Le budget est la première objection que j’entends, et je comprends. Voilà mes conseils concrets : premièrement, les AMAP (Associations pour le Maintien d’une Agriculture Paysanne) proposent souvent des paniers moins chers que les supermarchés, avec des légumes de saison très frais. Recherchez celles de votre région sur rencontres des agricultures et circuits courts.

Deuxièmement, achetez en quantités plus importantes quand un légume est abondant et moins cher, et congelez. Les haricots verts en plein été, les petits pois en mai, les courgettes en juillet — ils se congèlent très bien après un rapide blanchiment. Vous bénéficiez du prix et de la qualité de saison pendant l’hiver.

Troisièmement, les légumineuses — lentilles, pois chiches, haricots secs — sont des protéines végétales très peu coûteuses, durables, et peuvent être cuisinées avec n’importe quel légume de saison. Un curry de lentilles aux épinards printaniers est délicieux, nourrissant et très économique.

Enfin, réduire le gaspillage alimentaire libère souvent un budget insoupçonné. Les Français jettent en moyenne 30 kg de nourriture par personne et par an. Planifier ses repas, utiliser les restes, cuisiner les épluchures — tout cela peut représenter une économie significative.

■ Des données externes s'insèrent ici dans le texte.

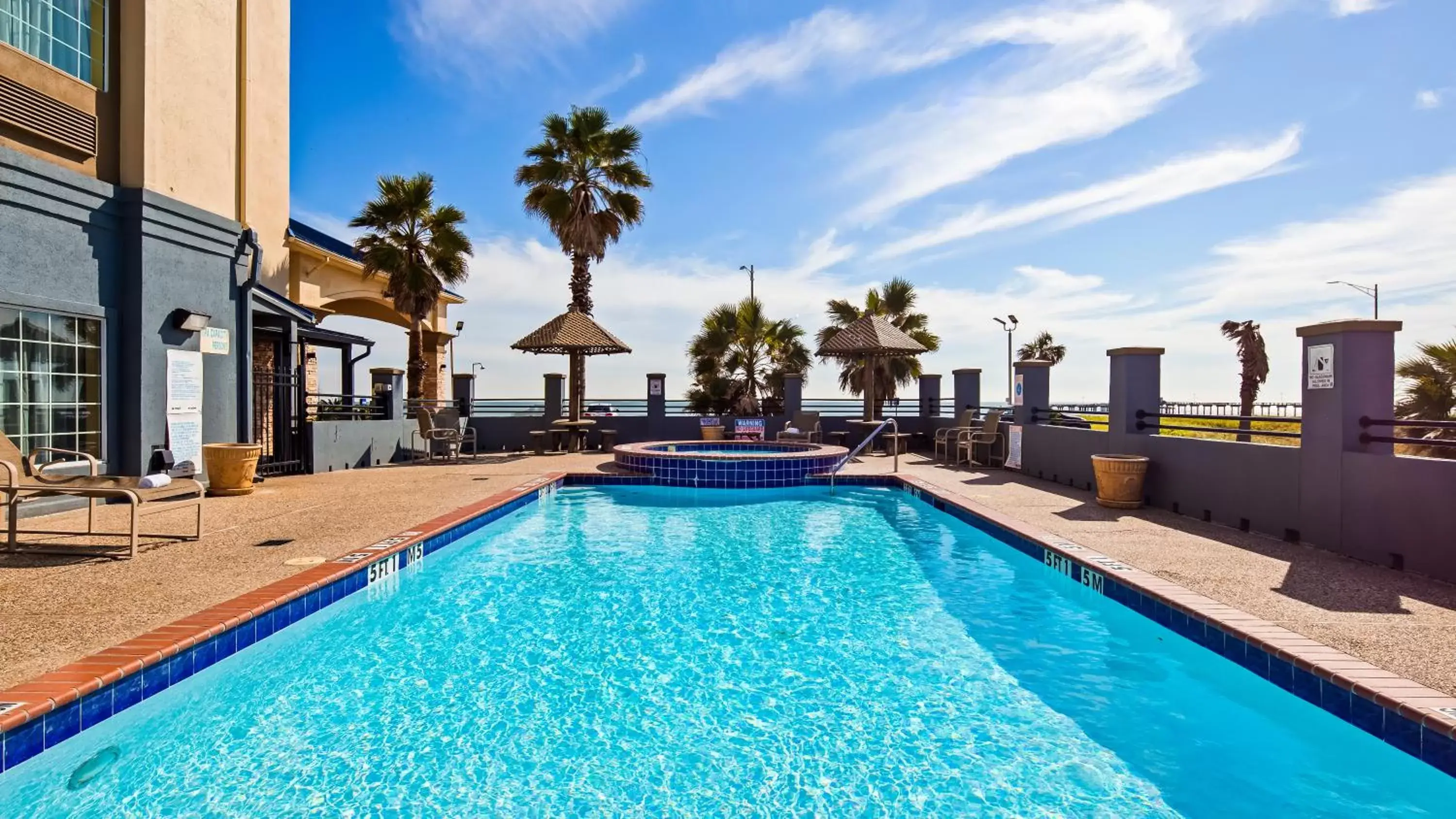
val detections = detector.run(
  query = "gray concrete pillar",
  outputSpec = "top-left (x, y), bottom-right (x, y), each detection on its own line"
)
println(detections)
top-left (1107, 346), bottom-right (1163, 445)
top-left (450, 373), bottom-right (475, 417)
top-left (1294, 319), bottom-right (1401, 563)
top-left (1012, 361), bottom-right (1051, 426)
top-left (951, 367), bottom-right (981, 417)
top-left (646, 373), bottom-right (667, 441)
top-left (783, 373), bottom-right (804, 419)
top-left (543, 373), bottom-right (566, 423)
top-left (920, 376), bottom-right (941, 417)
top-left (368, 367), bottom-right (405, 420)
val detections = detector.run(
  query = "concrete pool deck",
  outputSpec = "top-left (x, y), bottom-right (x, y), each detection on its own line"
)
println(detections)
top-left (0, 454), bottom-right (1456, 694)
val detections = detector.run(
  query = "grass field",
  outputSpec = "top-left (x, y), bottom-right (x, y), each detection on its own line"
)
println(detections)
top-left (1042, 411), bottom-right (1299, 446)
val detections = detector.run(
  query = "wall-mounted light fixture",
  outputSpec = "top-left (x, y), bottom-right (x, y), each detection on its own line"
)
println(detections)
top-left (172, 307), bottom-right (211, 333)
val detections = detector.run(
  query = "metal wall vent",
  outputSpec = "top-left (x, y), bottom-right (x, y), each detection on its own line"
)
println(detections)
top-left (0, 76), bottom-right (96, 157)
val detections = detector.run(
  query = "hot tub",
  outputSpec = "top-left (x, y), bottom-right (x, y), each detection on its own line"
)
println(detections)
top-left (613, 441), bottom-right (849, 489)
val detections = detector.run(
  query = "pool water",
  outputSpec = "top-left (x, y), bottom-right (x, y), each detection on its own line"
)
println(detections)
top-left (0, 486), bottom-right (1456, 818)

Conclusion de notre rencontre

À travers cet échange, Sophie Mercier confirme ce que beaucoup de nutritionnistes et de chercheurs en alimentation constatent : la nutrition saisonnière n’est pas un régime tendance, c’est une façon de manger profondément ancrée dans notre biologie et notre histoire qui a simplement été oubliée avec la modernisation de l’alimentation. La réadopter ne demande pas un bouleversement radical mais une réorientation progressive, curiosité et marché local en main.